Reports: Video implicates rebels in UN expert deaths in Kasai

Journalists in the Democratic Republic of Congo say they have reviewed a video that appears to document the violent deaths of United Nations experts Zaida Catalan and Michael Sharp in March.
Government officials made the video available to reporters in Kinshasa on Monday, stressing that the dress and manner of the attackers clearly identified them as Kamuina Nsapu militants. The video was evidence that Congolese security forces were not responsible for the attack, spokesman Lambert Mende said.

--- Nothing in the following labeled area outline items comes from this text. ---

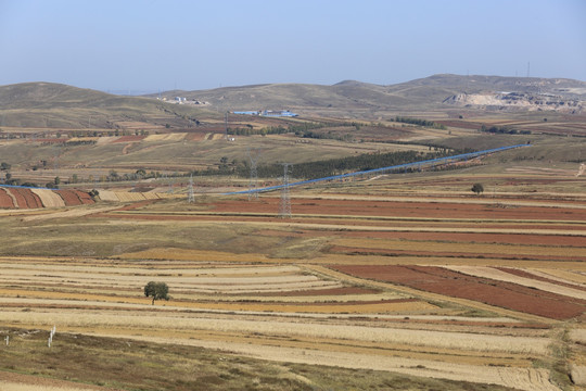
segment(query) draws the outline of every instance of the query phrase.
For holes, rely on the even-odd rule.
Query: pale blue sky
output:
[[[527,63],[586,80],[585,0],[0,0],[0,85],[387,85]]]

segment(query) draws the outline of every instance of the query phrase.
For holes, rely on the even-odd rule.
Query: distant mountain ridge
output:
[[[162,92],[167,99],[186,97],[211,103],[218,111],[290,109],[309,113],[377,115],[413,109],[441,110],[458,94],[520,92],[552,94],[561,100],[585,101],[586,83],[565,78],[433,75],[396,85],[381,86],[344,80],[332,86],[306,84],[264,84],[209,90]],[[154,96],[150,96],[154,97]],[[502,104],[508,102],[504,101]],[[481,108],[479,105],[479,108]],[[484,106],[485,108],[485,106]],[[515,106],[523,110],[523,105]],[[551,109],[551,108],[546,108]]]
[[[514,92],[511,94],[511,92]],[[208,105],[165,103],[175,97]],[[289,109],[303,116],[377,119],[455,110],[585,111],[586,83],[565,78],[433,75],[388,86],[344,80],[332,86],[263,84],[208,90],[114,96],[52,83],[0,86],[0,128],[112,128],[135,122],[188,126],[229,111]],[[415,115],[415,114],[413,114]]]

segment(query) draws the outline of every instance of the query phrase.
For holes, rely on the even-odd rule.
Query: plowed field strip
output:
[[[586,234],[586,232],[585,232]],[[515,245],[515,244],[481,244],[481,243],[441,243],[429,241],[407,241],[407,240],[381,240],[381,239],[335,239],[333,245],[352,247],[368,250],[390,250],[390,251],[421,251],[425,253],[454,254],[470,253],[483,254],[486,256],[499,255],[539,255],[552,257],[576,257],[586,260],[586,238],[576,239],[576,242],[585,247],[575,248],[550,248],[542,245]]]
[[[68,299],[68,300],[93,300],[110,303],[133,303],[145,304],[150,300],[138,297],[107,295],[103,293],[90,292],[56,292],[56,291],[34,291],[26,289],[0,289],[0,294],[12,298],[38,298],[38,299]],[[222,310],[222,311],[251,311],[251,312],[272,312],[272,313],[317,313],[317,314],[384,314],[384,313],[411,313],[436,310],[435,305],[422,301],[406,301],[405,299],[392,299],[377,301],[371,304],[364,304],[360,301],[355,303],[264,303],[264,302],[165,302],[169,307],[191,307],[200,310]],[[2,314],[0,313],[0,317]]]
[[[428,243],[421,243],[421,247],[428,247]],[[454,244],[455,249],[458,249],[458,244]],[[342,245],[333,245],[328,250],[332,254],[349,254],[349,255],[372,255],[380,254],[385,256],[397,255],[410,255],[410,256],[445,256],[445,257],[473,257],[482,255],[482,257],[492,257],[500,260],[543,260],[543,261],[572,261],[582,262],[586,261],[585,257],[577,256],[555,256],[555,255],[527,255],[527,254],[500,254],[500,253],[482,253],[474,252],[438,252],[438,251],[415,251],[415,250],[383,250],[383,249],[368,249],[368,248],[347,248]]]
[[[62,207],[65,206],[65,202],[61,197],[55,194],[52,190],[49,189],[30,189],[41,199],[42,205],[44,207]]]
[[[495,280],[464,276],[441,267],[337,265],[333,268],[361,278],[400,283],[552,319],[572,318],[586,311],[586,305],[577,299],[570,302],[568,297],[509,282],[495,283]]]
[[[575,237],[586,237],[586,230],[582,227],[571,227],[570,229],[553,229],[553,228],[509,228],[504,226],[501,228],[491,228],[491,227],[479,227],[477,223],[471,224],[469,226],[454,226],[441,225],[441,226],[430,226],[429,224],[421,224],[417,226],[398,226],[393,225],[366,225],[365,222],[359,222],[360,224],[352,224],[348,222],[336,224],[335,220],[320,220],[320,222],[308,222],[304,219],[296,219],[293,216],[288,223],[282,223],[281,219],[276,217],[263,217],[263,218],[252,218],[252,217],[220,217],[220,216],[181,216],[181,215],[131,215],[131,214],[97,214],[93,217],[105,217],[114,219],[135,219],[135,220],[144,220],[144,222],[206,222],[206,223],[218,223],[224,224],[230,222],[232,225],[245,225],[249,227],[263,227],[267,228],[267,225],[277,227],[286,227],[286,228],[296,228],[296,229],[311,229],[311,230],[349,230],[349,231],[397,231],[397,232],[462,232],[462,234],[506,234],[506,235],[561,235],[561,236],[575,236]]]
[[[507,273],[510,273],[512,275],[519,276],[519,277],[525,277],[525,278],[530,278],[530,279],[535,279],[535,280],[538,280],[538,281],[559,285],[559,286],[562,286],[562,287],[577,289],[577,290],[586,292],[586,287],[585,286],[571,283],[569,281],[563,281],[563,280],[561,280],[561,278],[556,278],[556,279],[547,278],[547,277],[544,277],[543,275],[540,275],[537,272],[533,272],[533,270],[527,272],[527,270],[522,270],[522,269],[512,268],[512,267],[496,267],[496,268],[499,269],[499,270],[507,272]]]
[[[5,189],[7,193],[11,194],[14,200],[14,206],[17,209],[27,209],[26,200],[25,198],[16,191],[16,189]]]
[[[430,301],[451,302],[454,304],[461,305],[463,307],[471,307],[471,308],[476,308],[481,311],[492,312],[492,313],[506,316],[509,318],[513,318],[513,319],[523,319],[525,321],[534,321],[534,323],[539,323],[539,324],[553,323],[553,320],[548,317],[520,313],[517,311],[502,308],[496,305],[477,302],[475,300],[423,291],[423,290],[407,287],[407,286],[391,283],[391,281],[385,282],[385,281],[378,281],[373,279],[365,279],[358,276],[353,276],[346,273],[337,272],[336,270],[337,266],[339,265],[331,265],[329,267],[324,267],[320,265],[306,265],[306,267],[314,269],[316,273],[321,273],[323,275],[331,276],[341,281],[348,281],[356,285],[364,285],[364,286],[377,287],[377,288],[382,288],[382,289],[388,289],[388,290],[403,292],[403,293],[410,294],[416,298],[421,298],[421,299],[430,300]]]
[[[11,197],[7,190],[0,189],[0,207],[2,209],[13,209],[14,207],[14,198]]]
[[[539,268],[534,269],[534,273],[537,273],[546,278],[556,278],[562,281],[579,283],[582,286],[586,285],[586,274],[581,274],[575,269],[570,272],[553,268]]]
[[[92,335],[113,338],[120,337],[120,335],[116,335],[111,330],[99,330]],[[485,384],[501,384],[526,391],[559,391],[557,387],[549,382],[549,373],[546,369],[441,363],[424,360],[409,360],[405,357],[384,357],[377,354],[327,352],[314,350],[311,348],[300,349],[264,345],[260,349],[260,346],[256,344],[249,344],[246,342],[226,343],[202,339],[178,340],[150,336],[124,336],[124,338],[156,343],[183,343],[187,345],[219,349],[267,361],[332,365],[344,368],[391,370],[412,376],[472,381]]]
[[[477,352],[502,352],[512,354],[548,354],[548,338],[517,336],[483,336],[472,332],[409,330],[403,328],[332,325],[316,320],[303,321],[234,318],[202,318],[191,314],[158,313],[151,316],[132,316],[125,312],[100,313],[88,311],[13,312],[0,314],[3,321],[38,325],[63,325],[63,327],[112,327],[152,330],[207,330],[222,332],[257,333],[275,337],[298,336],[334,340],[356,340],[369,343],[399,343],[413,346],[432,346]]]
[[[552,292],[561,295],[566,295],[569,298],[581,299],[583,304],[586,305],[586,289],[579,290],[569,287],[560,286],[551,281],[543,281],[536,278],[531,278],[530,274],[515,274],[502,270],[500,268],[486,267],[486,266],[445,266],[447,269],[456,270],[458,273],[463,273],[470,276],[489,278],[497,281],[505,281],[517,283],[523,287],[530,287],[539,289],[546,292]],[[521,270],[519,270],[521,272]]]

News outlets including Bloomberg and The Guardian said Mende did not explain how the DR Congo government acquired the video, nor were they able to independently confirm the killers’ identities.
Catalan, of Sweden, and the American Sharp went missing on March 12 in the Kasai Province. Their bodies were found in shallow graves two weeks later. The United Nations is conducting their own investigation into the incident, and has called on Congolese authorities to complete a thorough inquiry.
Violence in the Kasai regions has increased since last August, when Congolese security forces killed Jean-Pierre Mpandi, an anti-Kabila traditional leader with the title of Kamuina Nsapu. The militia groups that have taken the name, as well as government forces, both stand accused of being responsible for human rights violations and at least 400 deaths in Kasai and the surrounding provinces.
Another 225,000 people have been displaced by the fighting, according to recent UN figures, but those numbers have likely increased as thousands of Congolese in recent weeks have fled to Angola to seek refuge from the intensifying conflict.